Along with the New Jersey Turnpike, the marshes also straddle the Atlantic Flyway, the cross-hemisphere highway for millions of birds migrating between the breeding areas to the north and the wintering grounds in Latin America. Two-thirds of the 450 bird species that pass through the state annually stop in the Meadowlands to rest.
On the boat tour, cormorants perched on the legs of decaying piers. A great blue heron cleaned its feathers on a mudflat. "It's the closest thing to wild space that we have left in the metropolitan area," said Bill Sheehan of the group Hackensack Riverkeeper, as he piloted the boat beneath the noise of the turnpike. Nearby, a troop of diamondback terrapins waddled along the shore.

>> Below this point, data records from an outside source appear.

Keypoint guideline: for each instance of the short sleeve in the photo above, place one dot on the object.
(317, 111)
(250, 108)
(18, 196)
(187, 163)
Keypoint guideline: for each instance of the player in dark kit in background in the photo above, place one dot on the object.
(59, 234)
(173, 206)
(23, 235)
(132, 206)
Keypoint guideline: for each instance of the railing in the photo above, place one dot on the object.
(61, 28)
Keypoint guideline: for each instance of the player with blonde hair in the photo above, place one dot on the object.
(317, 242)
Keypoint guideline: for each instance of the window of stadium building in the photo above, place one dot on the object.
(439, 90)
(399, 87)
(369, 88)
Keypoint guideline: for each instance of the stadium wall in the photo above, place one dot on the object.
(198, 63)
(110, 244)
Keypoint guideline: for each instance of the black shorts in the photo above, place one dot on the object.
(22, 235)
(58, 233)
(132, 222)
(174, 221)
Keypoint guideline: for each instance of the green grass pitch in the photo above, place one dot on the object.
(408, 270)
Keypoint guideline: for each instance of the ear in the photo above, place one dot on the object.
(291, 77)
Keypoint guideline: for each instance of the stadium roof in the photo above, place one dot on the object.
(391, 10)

Of the 8,500 acres environmental groups want to save, much is already owned by local governments or the Meadowlands Commission. Just 1,600 acres are in private hands, including the 600 acres at the Mills Corp.'s Empire Tract.
The property won't come cheap. Mills and its partners have asked for $150 million, though Rothman and environmentalists insist that's an inflated price. Cleaning up Superfund sites and leaking landfills would add millions more to the bill.
If it happens, it would be an unlikely turnaround for the long-maligned Meadowlands.